Aos poucos fui perdendo
o interesse a ponto de hoje não assistir nem aos jogos transmitidos pela
televisão. Mas a apatia não foi sem motivo. O futebol se profissionalizou
demais, virou muito mais técnica que talento. O amor pela camiseta e a garra
que marcaram minha infância já não são os mesmos. E quando as coisas deixam de
ser feitas por amor e paixão e o dinheiro passa a ser o combustível, a graça e
a beleza murcham como flores sem água no deserto.
Meu fascínio pelo
futebol acabou, mas lá no fundo ainda ficou a lembrança dos bons tempos e o
desejo de resgatar a paixão de ir à campo vestindo a camiseta do clube, pintar
o rosto com a cor vermelho-paixão e voltar orgulhoso ao final da partida com o
show de bola que “meu” time apresentava. Tenho muita vontade de conversar com
jogadores e técnicos sobre futebol arte, competição e filosofia no esporte.
Resolvi postar algumas idéias na internet. Quem sabe o poder viral as dissemine
e de uma maneira indireta possa atingir meu objetivo?
Embora pareça que
jogadores, clubes, dirigentes e torcidas estejam juntos e unidos no mesmo
propósito e falem a mesma língua, cada grupo tem posições diferentes quanto ao
que acontece dentro e fora de campo. Como torcedor posso afirmar que brasileiro
vai a campo para assistir futebol bonito.
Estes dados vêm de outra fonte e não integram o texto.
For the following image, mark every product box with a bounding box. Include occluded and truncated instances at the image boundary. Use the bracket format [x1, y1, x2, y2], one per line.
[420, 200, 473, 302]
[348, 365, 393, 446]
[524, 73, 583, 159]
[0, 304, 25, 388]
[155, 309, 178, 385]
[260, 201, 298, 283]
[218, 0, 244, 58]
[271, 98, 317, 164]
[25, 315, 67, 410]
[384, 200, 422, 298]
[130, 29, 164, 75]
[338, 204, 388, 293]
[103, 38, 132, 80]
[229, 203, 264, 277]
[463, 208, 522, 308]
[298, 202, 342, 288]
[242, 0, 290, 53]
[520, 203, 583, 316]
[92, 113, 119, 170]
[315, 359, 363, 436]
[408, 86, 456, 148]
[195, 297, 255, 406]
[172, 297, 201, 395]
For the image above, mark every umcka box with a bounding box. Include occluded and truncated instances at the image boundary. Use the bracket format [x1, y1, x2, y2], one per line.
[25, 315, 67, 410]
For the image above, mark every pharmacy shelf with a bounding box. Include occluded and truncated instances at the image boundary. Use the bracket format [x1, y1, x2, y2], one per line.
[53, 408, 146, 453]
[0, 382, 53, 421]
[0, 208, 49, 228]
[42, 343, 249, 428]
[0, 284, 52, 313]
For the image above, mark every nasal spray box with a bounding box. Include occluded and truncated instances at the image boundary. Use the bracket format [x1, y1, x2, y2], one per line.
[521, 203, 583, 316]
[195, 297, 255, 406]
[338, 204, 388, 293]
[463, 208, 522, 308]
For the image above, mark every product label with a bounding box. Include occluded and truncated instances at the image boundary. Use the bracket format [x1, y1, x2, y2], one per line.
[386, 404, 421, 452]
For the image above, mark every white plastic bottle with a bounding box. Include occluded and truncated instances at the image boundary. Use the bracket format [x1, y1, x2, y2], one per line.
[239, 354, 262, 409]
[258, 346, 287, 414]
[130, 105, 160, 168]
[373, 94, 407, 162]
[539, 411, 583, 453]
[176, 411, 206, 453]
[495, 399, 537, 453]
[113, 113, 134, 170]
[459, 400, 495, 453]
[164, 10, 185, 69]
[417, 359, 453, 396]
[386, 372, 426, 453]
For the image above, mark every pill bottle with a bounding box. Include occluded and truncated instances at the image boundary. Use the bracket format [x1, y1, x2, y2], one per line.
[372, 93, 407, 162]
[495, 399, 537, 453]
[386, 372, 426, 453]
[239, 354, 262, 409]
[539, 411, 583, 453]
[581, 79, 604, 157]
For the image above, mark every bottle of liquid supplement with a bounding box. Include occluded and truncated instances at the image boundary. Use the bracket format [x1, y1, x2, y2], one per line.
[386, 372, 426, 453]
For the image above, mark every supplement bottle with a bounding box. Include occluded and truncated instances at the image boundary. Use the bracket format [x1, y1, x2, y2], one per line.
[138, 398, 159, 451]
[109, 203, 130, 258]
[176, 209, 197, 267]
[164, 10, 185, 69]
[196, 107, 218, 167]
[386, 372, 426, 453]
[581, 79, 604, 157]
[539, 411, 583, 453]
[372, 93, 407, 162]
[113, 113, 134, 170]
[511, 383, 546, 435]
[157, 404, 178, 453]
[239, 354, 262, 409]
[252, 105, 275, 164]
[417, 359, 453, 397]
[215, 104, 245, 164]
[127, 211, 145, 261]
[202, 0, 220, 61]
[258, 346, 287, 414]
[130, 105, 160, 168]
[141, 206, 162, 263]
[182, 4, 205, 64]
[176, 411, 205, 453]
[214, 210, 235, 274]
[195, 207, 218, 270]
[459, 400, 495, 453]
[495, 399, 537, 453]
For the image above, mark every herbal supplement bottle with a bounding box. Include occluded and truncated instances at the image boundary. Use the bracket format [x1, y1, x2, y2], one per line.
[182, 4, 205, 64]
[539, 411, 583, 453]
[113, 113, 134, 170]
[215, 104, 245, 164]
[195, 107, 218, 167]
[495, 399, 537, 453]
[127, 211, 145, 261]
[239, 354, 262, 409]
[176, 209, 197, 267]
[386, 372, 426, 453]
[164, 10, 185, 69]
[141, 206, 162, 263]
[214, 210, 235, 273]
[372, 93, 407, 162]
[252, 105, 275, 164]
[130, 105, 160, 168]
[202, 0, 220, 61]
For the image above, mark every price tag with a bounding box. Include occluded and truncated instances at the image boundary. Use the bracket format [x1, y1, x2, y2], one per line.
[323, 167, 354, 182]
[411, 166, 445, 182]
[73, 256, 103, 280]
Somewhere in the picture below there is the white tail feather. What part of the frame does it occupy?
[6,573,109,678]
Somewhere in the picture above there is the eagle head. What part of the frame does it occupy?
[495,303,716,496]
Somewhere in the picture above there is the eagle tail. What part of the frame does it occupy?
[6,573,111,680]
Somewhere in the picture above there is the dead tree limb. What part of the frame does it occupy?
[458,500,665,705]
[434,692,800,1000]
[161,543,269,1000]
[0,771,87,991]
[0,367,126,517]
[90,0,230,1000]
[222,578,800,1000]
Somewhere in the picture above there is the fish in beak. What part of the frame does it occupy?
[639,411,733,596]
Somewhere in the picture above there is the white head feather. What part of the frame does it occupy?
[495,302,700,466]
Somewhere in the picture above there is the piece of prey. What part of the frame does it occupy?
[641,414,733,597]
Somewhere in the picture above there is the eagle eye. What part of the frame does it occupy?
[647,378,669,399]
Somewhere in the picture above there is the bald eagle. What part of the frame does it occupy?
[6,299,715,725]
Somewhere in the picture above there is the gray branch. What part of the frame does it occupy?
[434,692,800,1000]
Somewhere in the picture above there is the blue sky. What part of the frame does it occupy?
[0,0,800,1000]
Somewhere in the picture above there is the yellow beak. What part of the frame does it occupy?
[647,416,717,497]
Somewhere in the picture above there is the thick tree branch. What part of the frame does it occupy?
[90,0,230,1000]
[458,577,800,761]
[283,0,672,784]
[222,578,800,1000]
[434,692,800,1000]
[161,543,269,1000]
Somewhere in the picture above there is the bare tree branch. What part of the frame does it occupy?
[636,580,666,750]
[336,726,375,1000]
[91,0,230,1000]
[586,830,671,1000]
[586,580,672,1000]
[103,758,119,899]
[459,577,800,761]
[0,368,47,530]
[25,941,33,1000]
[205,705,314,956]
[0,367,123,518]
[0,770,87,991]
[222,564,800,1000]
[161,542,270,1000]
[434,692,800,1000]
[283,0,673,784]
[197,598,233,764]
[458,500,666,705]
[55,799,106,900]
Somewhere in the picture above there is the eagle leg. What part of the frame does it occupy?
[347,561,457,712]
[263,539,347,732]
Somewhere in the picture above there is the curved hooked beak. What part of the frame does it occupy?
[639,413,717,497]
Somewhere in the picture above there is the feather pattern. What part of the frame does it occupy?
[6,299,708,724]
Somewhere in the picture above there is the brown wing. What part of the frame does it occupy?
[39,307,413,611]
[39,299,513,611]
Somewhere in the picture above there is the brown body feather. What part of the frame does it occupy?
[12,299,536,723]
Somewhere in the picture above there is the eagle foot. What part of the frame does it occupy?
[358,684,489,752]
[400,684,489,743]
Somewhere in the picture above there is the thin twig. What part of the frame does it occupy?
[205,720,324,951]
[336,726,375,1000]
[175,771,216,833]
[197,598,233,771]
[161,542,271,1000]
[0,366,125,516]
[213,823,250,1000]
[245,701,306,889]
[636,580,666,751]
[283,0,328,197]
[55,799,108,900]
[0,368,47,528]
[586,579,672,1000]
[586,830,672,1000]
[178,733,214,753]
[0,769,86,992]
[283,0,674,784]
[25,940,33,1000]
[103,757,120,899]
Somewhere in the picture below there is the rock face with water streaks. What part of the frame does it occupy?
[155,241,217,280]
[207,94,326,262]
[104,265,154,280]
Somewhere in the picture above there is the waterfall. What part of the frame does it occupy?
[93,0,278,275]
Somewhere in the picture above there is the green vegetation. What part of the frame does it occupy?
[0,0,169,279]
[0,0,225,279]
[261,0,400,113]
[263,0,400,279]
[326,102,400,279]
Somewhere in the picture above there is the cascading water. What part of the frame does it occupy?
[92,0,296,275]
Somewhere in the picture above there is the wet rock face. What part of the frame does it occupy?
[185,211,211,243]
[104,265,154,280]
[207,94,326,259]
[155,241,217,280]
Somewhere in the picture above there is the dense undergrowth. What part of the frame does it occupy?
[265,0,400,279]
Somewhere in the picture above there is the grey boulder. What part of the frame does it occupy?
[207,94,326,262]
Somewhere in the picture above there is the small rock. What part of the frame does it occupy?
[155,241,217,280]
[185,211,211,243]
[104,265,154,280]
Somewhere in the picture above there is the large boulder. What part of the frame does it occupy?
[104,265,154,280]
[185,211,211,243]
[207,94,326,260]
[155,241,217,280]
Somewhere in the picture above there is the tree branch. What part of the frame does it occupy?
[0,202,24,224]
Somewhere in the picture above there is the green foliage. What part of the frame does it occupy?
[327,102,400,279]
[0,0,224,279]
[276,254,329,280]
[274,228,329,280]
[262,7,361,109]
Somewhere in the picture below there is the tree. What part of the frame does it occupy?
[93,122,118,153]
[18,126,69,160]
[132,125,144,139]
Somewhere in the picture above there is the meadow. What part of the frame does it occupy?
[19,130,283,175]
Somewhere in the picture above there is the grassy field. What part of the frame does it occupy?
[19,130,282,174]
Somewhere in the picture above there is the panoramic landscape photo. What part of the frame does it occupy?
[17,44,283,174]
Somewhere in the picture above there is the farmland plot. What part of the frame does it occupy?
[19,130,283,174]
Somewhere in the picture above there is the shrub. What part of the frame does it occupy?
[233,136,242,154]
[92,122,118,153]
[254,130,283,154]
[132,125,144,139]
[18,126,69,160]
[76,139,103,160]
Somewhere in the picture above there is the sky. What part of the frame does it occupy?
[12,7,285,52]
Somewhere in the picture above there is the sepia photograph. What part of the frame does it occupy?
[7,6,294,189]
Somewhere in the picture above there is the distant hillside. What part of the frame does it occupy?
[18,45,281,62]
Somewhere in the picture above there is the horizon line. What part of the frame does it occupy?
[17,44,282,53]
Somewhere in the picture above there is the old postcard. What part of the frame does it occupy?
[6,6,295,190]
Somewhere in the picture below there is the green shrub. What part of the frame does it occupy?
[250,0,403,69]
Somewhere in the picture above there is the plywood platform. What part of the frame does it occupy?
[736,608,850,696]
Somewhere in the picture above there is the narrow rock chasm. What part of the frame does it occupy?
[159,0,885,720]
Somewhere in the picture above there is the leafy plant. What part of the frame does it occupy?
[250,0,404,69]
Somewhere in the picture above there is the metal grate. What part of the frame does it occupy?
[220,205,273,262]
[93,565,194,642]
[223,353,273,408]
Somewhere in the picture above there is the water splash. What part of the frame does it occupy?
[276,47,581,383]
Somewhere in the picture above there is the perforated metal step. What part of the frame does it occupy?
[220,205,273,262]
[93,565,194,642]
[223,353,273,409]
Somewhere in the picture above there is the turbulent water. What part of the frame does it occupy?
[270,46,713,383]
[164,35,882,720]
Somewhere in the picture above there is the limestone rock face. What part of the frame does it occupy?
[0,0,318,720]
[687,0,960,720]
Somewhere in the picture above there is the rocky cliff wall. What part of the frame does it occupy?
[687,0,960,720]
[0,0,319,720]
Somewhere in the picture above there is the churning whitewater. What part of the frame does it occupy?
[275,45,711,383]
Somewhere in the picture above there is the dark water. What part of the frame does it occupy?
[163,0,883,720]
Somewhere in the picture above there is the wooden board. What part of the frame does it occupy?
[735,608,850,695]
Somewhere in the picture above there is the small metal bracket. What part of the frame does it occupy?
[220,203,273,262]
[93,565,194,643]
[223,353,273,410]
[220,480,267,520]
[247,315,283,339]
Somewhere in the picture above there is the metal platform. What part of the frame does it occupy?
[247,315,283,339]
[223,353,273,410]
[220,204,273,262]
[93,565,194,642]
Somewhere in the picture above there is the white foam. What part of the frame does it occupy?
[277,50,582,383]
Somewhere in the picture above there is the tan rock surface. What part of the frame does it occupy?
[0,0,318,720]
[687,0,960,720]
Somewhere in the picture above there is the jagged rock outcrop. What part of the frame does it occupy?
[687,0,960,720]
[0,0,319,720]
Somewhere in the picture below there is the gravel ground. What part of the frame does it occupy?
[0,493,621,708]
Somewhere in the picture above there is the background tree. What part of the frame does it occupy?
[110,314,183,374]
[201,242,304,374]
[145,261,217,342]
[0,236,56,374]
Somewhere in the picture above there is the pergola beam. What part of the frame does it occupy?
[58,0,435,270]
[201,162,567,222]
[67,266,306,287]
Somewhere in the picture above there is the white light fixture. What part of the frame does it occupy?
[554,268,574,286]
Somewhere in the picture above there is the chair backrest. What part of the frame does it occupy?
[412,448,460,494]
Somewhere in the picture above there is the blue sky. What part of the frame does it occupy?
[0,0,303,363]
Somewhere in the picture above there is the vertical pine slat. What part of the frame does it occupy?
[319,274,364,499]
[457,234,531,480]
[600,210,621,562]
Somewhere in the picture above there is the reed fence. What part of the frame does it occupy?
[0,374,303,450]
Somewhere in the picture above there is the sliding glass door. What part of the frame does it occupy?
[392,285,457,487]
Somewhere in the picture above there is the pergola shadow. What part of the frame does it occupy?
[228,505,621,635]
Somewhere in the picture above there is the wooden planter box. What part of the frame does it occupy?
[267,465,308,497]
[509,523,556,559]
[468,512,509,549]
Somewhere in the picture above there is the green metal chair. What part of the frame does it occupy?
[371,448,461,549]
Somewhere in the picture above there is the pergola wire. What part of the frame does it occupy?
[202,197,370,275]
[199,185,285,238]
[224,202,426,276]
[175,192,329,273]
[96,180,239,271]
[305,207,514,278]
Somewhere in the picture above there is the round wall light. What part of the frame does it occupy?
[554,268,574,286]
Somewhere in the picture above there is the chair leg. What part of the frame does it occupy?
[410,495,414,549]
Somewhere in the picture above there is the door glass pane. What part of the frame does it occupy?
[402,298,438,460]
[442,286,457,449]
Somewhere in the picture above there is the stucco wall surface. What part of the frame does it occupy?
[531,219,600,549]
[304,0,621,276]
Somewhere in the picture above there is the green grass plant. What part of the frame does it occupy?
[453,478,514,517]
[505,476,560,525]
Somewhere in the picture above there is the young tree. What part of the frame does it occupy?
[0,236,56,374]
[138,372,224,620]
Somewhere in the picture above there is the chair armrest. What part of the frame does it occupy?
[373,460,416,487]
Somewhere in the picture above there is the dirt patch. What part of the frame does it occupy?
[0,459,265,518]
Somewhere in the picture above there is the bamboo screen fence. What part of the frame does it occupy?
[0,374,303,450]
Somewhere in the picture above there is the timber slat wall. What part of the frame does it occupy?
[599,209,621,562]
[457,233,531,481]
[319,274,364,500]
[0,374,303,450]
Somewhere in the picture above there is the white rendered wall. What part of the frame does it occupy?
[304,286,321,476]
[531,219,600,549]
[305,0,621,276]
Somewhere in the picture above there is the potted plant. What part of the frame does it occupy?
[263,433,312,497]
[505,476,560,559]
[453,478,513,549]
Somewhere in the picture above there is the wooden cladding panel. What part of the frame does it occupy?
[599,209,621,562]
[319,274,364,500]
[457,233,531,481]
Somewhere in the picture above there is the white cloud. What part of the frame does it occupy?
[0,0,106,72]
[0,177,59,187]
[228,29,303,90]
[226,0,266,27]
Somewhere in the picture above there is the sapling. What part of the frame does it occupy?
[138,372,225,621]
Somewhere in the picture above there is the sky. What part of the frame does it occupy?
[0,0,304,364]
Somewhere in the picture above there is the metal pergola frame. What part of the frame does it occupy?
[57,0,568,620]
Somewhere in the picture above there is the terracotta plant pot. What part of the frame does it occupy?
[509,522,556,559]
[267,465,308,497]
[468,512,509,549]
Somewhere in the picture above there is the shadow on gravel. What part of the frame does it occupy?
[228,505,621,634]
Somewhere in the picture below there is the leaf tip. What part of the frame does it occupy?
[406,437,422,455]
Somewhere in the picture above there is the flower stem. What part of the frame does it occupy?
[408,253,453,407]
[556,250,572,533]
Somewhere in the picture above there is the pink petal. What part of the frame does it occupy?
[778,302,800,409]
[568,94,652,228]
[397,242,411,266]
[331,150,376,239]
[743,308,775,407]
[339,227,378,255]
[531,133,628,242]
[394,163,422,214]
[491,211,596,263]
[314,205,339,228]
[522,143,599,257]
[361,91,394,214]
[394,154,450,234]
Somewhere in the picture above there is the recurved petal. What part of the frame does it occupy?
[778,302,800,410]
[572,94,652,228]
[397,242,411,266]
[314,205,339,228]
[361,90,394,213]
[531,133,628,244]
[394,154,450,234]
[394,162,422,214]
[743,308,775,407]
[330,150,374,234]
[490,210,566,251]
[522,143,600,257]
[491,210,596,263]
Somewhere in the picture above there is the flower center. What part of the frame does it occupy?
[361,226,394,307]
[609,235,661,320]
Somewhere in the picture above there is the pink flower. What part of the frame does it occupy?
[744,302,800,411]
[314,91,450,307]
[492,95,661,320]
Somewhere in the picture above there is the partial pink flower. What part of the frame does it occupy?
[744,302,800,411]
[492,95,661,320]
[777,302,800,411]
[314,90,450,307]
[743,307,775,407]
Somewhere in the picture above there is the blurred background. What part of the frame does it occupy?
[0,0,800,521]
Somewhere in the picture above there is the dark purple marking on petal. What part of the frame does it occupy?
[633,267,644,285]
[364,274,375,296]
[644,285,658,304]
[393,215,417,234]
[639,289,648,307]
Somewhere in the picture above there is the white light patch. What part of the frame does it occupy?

Quer ver o drible que deixa o
adversário caído, a tabelinha que envolve, a jogada de calcanhar, o chute
indefensável, a mão milagrosa do goleiro. Resumindo, torcedor gosta de ver
futebol espetáculo.
Orquestras, bandas de
rock, peças de teatro, circos são outras formas de espetáculos grupais. Mesmo
atuando em equipe, cada vez que um artista tem a chance de fazer uma
performance isolada, tocando seu instrumento, cantando ou equilibrando-se no
alto de um trapézio, aproveita a oportunidade de se destacar e procura mostrar
toda sua competência e experiência naqueles poucos segundos de fama. Geralmente
dão o melhor de si para encantar a platéia. Aliás, o objetivo de um artista
sempre é deixar a platéia extasiada, aplaudindo de pé, pedindo bis. Não é isto que está acontecendo no futebol.
Cada vez que um jogador
recebe a bola e tem chance de mostrar sua excelência, imediatamente a repassa
para o companheiro mais próximo, como se tivesse medo de fazer alguma bobagem.
Esta é a nítida impressão que tenho dos jogadores: medo de ousarem jogar
futebol. Não querem se comprometer. Parece que a bola vai lhes machucar.
Precisam se poupar. A oportunidade não bate à porta, ela se apresenta quando
você derruba a porta. Quarenta mil pessoas pagam caro e lotam um estádio para
assistir onze jogadores com medo de outros onze. Se fossem gladiadores, já
teriam sido devorados pelos leões.
Até mesmo nas
entrevistas, utilizam-se de frases genéricas, totalmente descompromissadas e
sem qualquer responsabilidade com a torcida que eventualmente frustram. Sem
contar quando o jogador já está vendido para outro clube e a torcida é a última
a saber. Que saudade dos jogadores que choravam quando o time perdia,
permaneciam em campo mesmo sentindo dor, beijavam a camisa e declaravam seu
amor ao clube. Era com esta paixão que nos identificávamos.
Não sei se é orientação
dos técnicos ou da direção. Não sei se existe alguma ameaça velada de que
jogadores que se destaquem e façam boas jogadas serão mais visados, receberão
mais faltas, se machucarão com mais freqüência, e por conta disto, fogem da
bola. O fato é que parece que a bola morde os jogadores. Quando acontece um
gol, este é muito mais por um acidente, uma falha do adversário, uma bola
parada ou um erro de arbitragem. Nos dias de hoje, gol construído com categoria
e habilidade chega a ser raridade, vira noticia e é reprisado durante toda a
semana nos programas esportivos. Eu tive o privilégio de assistir isso todos os
domingos.
Ganhávamos jogando
bonito. Às vezes perdíamos ou empatávamos, mas sempre havia show de bola.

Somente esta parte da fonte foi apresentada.